Os argumentos jurídicos que atestam a ilegalidade são diversos. A restrição à competitividade é considerada inconstitucional, pois fere o princípio da livre iniciativa garantido no artigo 170 da Constituição Federal. O artigo 6º do Código de Defesa do Consumidor estabelece o direito de livre escolha, que o trabalhador do setor público baiano está impedido de exercer. A lei 8.137, de 1990, é mais incisiva e considera crime contra a ordem econômica a eliminação da concorrência em um determinado segmento.
Contudo, os advogados que assinam o mandado de segurança em julgamento têm um trunfo em destaque: a circular 3.522 do Banco Central, editada em 14 de janeiro. O Bacen é a autarquia responsável por regular e fiscalizar o sistema financeiro nacional. O parecer reconhece a ilegalidade da prática e proíbe a criação de convênios desse tipo na área do crédito consignado.
Como se não bastassem os termos jurídicos, na Bahia, o decreto é nocivo ao trabalhador também do ponto de vista financeiro. A taxa de juros média praticada pelas financeiras, em qualquer capital do país, é próxima de 2% ao mês. O Banco do Brasil oferece o empréstimo com taxa de 3,14%. Além disso, estabelece restrições aos correntistas.
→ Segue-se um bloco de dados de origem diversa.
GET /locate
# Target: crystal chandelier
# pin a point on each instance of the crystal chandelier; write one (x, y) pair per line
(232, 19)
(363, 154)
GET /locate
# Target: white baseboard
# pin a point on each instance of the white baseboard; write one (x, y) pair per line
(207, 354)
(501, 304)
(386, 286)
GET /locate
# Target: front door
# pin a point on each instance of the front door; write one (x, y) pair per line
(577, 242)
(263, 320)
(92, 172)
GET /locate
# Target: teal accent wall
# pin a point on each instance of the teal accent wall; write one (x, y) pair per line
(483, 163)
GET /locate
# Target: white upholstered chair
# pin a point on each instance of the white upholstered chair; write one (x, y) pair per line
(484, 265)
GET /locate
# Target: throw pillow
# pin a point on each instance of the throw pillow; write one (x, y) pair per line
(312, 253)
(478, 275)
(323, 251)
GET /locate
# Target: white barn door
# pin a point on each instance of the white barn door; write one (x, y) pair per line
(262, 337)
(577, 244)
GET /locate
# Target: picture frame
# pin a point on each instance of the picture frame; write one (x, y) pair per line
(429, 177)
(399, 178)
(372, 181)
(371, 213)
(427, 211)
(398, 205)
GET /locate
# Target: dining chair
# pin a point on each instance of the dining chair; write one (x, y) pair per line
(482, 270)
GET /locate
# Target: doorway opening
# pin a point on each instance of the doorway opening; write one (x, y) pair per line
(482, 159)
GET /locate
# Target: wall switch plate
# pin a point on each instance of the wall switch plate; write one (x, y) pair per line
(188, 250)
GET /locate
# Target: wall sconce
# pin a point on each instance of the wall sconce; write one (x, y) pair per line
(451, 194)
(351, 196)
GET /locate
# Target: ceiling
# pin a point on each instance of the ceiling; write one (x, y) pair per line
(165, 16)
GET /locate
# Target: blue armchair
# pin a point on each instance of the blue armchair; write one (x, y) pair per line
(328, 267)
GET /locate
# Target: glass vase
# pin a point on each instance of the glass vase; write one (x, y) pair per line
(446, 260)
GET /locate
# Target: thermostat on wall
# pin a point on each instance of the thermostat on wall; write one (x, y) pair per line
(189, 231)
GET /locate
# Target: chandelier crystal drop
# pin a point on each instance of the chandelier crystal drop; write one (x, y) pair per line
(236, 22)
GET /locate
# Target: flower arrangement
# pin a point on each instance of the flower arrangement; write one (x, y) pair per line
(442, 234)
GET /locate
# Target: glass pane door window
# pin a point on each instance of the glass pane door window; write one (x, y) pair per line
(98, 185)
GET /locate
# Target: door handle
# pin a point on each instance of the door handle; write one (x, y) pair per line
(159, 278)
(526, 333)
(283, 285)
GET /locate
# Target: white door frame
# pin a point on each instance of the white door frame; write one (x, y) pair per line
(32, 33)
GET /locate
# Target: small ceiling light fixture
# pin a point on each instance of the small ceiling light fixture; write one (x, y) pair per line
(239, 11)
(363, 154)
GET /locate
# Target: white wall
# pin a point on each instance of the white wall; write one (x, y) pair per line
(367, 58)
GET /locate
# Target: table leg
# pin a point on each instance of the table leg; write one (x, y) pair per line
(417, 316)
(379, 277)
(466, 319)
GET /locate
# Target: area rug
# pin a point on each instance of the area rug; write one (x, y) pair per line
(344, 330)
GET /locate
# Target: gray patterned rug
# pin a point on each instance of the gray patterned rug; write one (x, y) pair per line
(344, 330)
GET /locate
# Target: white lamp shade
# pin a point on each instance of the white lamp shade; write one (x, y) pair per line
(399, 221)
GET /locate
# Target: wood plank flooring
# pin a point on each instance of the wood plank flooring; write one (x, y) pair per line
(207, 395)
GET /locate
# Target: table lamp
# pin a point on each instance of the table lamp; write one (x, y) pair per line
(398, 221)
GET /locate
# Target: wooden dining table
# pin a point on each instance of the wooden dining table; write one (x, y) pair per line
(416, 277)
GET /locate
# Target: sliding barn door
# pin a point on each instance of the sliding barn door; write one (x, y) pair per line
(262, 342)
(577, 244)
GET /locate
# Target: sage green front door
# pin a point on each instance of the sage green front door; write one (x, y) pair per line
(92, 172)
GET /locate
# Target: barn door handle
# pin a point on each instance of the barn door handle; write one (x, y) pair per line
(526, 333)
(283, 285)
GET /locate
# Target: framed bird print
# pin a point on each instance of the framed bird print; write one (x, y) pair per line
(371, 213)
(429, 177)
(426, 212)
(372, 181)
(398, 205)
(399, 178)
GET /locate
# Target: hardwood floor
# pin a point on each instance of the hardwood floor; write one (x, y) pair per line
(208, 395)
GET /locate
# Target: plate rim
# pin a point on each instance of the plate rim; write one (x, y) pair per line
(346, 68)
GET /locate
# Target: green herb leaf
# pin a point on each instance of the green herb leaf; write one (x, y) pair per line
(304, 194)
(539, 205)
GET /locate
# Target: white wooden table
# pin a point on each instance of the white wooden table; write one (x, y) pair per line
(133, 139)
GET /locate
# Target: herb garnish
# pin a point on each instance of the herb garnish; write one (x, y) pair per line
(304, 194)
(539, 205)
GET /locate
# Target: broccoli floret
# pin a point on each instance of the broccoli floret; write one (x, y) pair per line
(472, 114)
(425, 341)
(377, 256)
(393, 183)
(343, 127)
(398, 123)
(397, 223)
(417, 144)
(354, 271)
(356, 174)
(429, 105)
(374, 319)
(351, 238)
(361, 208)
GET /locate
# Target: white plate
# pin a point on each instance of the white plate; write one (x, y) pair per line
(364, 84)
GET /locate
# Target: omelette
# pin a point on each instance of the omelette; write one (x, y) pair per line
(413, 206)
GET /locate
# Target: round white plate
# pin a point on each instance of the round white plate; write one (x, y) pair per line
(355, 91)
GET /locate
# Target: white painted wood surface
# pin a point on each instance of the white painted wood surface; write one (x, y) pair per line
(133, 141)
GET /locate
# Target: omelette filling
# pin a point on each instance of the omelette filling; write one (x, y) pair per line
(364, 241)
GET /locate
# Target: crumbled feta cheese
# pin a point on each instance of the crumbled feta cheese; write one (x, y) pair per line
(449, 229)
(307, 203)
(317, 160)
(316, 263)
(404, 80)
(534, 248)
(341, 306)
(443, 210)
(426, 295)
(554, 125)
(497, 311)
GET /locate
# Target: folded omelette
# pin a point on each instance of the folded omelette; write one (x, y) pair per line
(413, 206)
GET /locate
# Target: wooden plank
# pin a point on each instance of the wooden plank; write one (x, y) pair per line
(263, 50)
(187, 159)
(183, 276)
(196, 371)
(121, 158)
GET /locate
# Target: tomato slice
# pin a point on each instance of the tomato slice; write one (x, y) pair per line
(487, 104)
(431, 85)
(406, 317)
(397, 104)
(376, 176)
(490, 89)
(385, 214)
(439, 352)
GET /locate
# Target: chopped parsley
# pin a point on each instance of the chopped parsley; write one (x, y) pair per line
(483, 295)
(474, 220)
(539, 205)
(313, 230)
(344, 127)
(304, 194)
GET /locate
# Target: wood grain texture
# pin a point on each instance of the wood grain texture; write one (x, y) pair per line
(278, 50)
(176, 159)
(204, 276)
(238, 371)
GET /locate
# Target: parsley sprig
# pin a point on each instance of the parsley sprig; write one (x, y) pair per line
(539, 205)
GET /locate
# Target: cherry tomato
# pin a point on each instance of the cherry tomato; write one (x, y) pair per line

O servidor está proibido de portar financiamentos de outras instituições para o BB e, se o nome dele fizer parte de qualquer cadastro de proteção ao crédito por qualquer motivo, fica impedido de ser atendido.
Investigação
O primeiro convênio do governo baiano com o Banco do Brasil foi estabelecido em 2007, em uma transação estimada em R$ 400 milhões depois que o Executivo ter rompido o convênio que detinha com o Bradesco. Um aditivo foi assinado, no ano passado, em que o banco empenhou mais R$ 201 milhões. Essa renovação trouxe a cláusula de exclusividade. O contrato tem validade até 2015 e foi alvo de investigação pelo Ministério Público Estadual.
Além dos servidores públicos, outras categorias também são contra a exclusividade. Os funcionários de empresas de crédito e agentes autônomos, por exemplo, são atingidos de forma direta e passaram a conviver com o desemprego. Edmilson Andrade é o presidente da Associação Baiana dos Agentes de Crédito e estima em 40 mil o número de trabalhadores impedidos de operar no Estado desde que o decreto governamental entrou em vigor.
Ele e um grupo de profissionais prometem comparecer novamente à sede do Tribunal de Justiça nesta quarta-feira para sensibilizar os desembargadores sobre a necessidade da liberalização do mercado. “Nossa pretensão é que seja garantido nosso direito ao trabalho. Provavelmente, não foi feito um estudo pelo governo do impacto social que foi causado por esse decreto em cima de quem atua de forma autônoma. A gente confia nesse julgamento, no bom senso e na aplicação da lei”, relata Andrade.